Imediatamente após a proclamação do resultado, a sessão foi tomada por um "empurra-empurra" generalizado. Parlamentares da base governista avançaram contra a mesa diretora em protesto, gerando um confronto direto que exigiu intervenção para separar os envolvidos.

O episódio registrou o uso de violência física:

  • Envolvidos: Os deputados Rogério Correa (PT-MG), Luiz Lima (PL-RJ), Evair de Melo (PP-ES) e o relator Alfredo Gaspar (União-AL).

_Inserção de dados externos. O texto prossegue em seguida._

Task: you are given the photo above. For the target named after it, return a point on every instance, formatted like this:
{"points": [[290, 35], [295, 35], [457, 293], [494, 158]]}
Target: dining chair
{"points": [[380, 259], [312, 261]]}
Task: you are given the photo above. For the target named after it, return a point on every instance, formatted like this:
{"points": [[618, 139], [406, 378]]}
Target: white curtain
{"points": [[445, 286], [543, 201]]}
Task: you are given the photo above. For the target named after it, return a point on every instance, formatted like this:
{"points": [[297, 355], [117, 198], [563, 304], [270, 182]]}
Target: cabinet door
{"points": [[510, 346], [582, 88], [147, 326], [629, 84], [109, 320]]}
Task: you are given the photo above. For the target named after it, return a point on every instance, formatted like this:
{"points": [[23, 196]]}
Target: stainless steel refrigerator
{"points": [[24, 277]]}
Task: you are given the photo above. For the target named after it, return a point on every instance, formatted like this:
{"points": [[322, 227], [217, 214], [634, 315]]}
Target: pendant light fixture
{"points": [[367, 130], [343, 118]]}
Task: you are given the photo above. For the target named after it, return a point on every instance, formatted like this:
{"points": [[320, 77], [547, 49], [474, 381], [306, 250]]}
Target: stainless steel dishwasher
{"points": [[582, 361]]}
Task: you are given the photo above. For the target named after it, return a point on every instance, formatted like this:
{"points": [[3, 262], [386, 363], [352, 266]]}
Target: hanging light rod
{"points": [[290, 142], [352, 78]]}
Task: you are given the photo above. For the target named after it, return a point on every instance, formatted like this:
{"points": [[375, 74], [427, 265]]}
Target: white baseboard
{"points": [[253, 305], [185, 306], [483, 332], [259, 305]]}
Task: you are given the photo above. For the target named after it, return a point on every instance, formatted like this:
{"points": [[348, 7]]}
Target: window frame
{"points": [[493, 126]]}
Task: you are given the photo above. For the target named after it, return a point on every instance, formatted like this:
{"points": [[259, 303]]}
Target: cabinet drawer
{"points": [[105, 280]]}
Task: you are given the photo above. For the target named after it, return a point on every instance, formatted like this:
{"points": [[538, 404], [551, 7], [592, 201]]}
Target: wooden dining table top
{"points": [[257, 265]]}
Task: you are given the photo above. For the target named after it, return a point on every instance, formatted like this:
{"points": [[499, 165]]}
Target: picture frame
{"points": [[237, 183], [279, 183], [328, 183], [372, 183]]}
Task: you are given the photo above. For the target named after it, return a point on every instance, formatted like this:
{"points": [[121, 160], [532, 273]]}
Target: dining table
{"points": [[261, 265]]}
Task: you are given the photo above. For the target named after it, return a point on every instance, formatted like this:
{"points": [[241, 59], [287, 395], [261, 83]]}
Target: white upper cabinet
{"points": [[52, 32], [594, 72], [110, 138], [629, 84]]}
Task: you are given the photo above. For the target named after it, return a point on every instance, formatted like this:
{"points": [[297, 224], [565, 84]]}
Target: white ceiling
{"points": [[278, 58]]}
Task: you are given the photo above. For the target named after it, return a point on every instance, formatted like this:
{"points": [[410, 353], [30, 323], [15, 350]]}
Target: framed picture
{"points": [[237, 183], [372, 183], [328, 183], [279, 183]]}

  • Admissão de soco: O deputado Luiz Lima afirmou ter sido atingido por um soco. O deputado Rogério Correa admitiu o contato físico, justificando que reagiu enquanto era empurrado, e posteriormente pediu desculpas ao colega em plenário.

Questionamento do resultado

A base do governo, liderada pelo deputado Paulo Pimenta (PT-RS), contestou a validade da votação simbólica. Pimenta alega que houve um erro crasso na contagem de votos e ameaçou levar o caso ao Conselho de Ética e à presidência do Congresso.

"O resultado da votação foi 14 a 7. A TV Senado mostra isso. O regimento é claro: o contraste da votação simbólica se dá entre a maioria e minoria dos presentes. Requeiro a anulação por erro na contagem", declarou Pimenta, classificando o ato como uma tentativa de "fraudar o resultado".

Apesar da pressão governista e da suspensão temporária dos trabalhos devido à confusão, o presidente da comissão, senador Carlos Viana (Podemos-MG), rejeitou o pedido de anulação . Com isso, a decisão pela quebra de sigilo de Fábio Luís permanece mantida pela comissão.